As the comic industry finds more ways to thrill audiences both old and new, a few very historic landmarks have come for some of our leading ladies of the funny papers.
Catwoman, introduced in Batman #1 in 1940, celebrated her 75th anniversary in 2015. Wonder Woman, introduced in All Star Comics #8 in 1941, turns 75 this year. With a hot new blockbuster film on the way, DC Comics has spared no expense celebrating Wonder Woman’s three quarters of a century with exclusive merch, reprints of her best comics, tons of press, and near constant buzz on social media. It makes sense that Wonder Woman is the more celebrated of the two, after all she is the leading lady when it comes to iconic super heroes both male and female alike. However, watching Catwoman’s anniversary come and go like a blip on the DC Marketing Team’s radar is a bit frustrating, especially when it will likely be many years before we reach another lady hero’s anniversary date from DC (or Marvel) comics.
It’s no surprise that DC spent a fair amount of attention on other iconic characters in 2015. As Batman’s story began to be more fully realized in the early days of 1940’s Gotham City, Dick Grayson’s Robin was introduced, as well as the infamous villain The Joker. Both characters wound up with 75th anniversary comic collections, but the Boy Wonder got the star treatment in the new weekly comic, Batman & Robin Eternal. The book explored Batman’s complicated relationship with the Robin role, Bruce’s relationship with Dick Grayson in particular, and how other characters in the Gotham family interact with them. We also saw the Robin War event kick off, a cross-over event featuring Damien Wayne, Bruce’s son and most current Robin. Overall, it was a busy year for the world’s most famous sidekick.
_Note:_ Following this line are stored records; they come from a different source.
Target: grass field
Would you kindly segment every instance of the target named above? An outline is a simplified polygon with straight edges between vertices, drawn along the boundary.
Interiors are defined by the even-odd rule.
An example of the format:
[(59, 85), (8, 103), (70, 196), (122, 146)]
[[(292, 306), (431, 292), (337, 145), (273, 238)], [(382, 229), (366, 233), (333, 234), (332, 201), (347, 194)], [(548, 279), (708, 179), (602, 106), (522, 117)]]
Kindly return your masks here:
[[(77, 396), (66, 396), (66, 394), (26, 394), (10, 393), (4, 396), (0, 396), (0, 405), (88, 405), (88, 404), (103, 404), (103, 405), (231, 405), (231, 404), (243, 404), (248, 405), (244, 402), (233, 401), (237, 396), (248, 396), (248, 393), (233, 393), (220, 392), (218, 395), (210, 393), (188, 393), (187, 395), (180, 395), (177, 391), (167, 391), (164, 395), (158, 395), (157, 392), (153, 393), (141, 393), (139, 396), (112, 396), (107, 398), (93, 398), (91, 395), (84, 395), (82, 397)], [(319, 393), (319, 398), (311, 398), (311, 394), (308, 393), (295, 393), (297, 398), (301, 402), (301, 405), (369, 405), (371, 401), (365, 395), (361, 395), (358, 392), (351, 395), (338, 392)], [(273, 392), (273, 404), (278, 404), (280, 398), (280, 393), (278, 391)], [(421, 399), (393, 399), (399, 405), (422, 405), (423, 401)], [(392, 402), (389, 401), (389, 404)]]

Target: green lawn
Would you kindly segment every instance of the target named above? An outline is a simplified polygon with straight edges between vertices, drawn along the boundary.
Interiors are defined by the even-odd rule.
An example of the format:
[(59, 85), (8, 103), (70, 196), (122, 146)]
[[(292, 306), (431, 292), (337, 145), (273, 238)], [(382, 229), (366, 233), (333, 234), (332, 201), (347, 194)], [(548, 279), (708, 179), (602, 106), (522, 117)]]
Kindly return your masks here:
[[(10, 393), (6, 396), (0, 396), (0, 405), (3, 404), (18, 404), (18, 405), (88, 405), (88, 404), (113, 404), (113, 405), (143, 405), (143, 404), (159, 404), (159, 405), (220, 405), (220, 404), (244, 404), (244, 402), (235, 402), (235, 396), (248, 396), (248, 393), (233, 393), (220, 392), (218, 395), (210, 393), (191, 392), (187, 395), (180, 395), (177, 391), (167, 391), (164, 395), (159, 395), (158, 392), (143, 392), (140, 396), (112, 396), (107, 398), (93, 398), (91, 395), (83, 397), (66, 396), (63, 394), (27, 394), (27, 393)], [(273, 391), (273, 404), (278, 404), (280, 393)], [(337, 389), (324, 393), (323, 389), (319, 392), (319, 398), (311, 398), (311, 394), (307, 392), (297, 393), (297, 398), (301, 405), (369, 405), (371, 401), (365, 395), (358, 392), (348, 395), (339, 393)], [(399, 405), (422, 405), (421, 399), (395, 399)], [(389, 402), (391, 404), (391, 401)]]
So where did that leave the world’s most famous cat burglar?
Much like The Joker, Catwoman scored her very own 75th Anniversary collection. Over 400 pages collecting some of her most daring do heists and feats of anti-heroism. She popped up on DC Comics social media feed with a cool video celebrating “Top 6 Killer Catwoman Moments” but otherwise the company had very little else to say. No exclusive merchandise, no logo (like the previous Superman 75 or Batman 75 ones) and especially, no recognition in the 2015 lineup of ongoing comics.
Surely, we can’t expect Catwoman to get the same treatment as the Trinity, but the fact that she fell so far behind the celebration of Robin stung those of us who grew up adoring her sassy, powerful appearances throughout the long history of Batman TV and film. Oddly enough, Catwoman has had much more exposure in pop culture media than Wonder Woman. Between the glorious glittery spandex adorning the phenomenal Eartha Kitt, the second skin latex of Michelle Pfeiffer, and the brazen animal activist take in Bruce Timm’s Batman: The Animated Series, little girls have been growing up with Catwoman at the forefront of female representation in comic’s pop culture. If you were born after 1979, there was no Wonder Woman on TV or in film, and it would be decades before Black Widow would appear as the first silver screen Marvel heroine that anyone paid attention to (sorry Elektra…)
Speaking of Marvel, we likely won’t see a 75th anniversary event for any of their lady heroes for some time, since many of their current leading heroines were introduced in the 70’s. DC Comics has comparatively a huge lead in that department, with a number of female heroes leading the charge before Dazzler lit her first sparkler or She-Hulk applied for law school. So while we get to enjoy the 75th Anniversary events for Captain America, Batman, Superman, Robin and The Joker, Wonder Woman is the only leading female who gets the all-star treatment of events.
This isn’t to say she doesn’t fully deserve it! Rather that it would be nice if once again, Wonder Woman wasn’t the only female hero we have to look to when it comes to examples of female characters leading a massive Big Three marketing campaign celebrating three quarters of a century in the hearts and minds of fans around the globe. For Wonder Woman to share the spotlight with another, far different sort of female character, would have been enriching and inspiring on many fronts.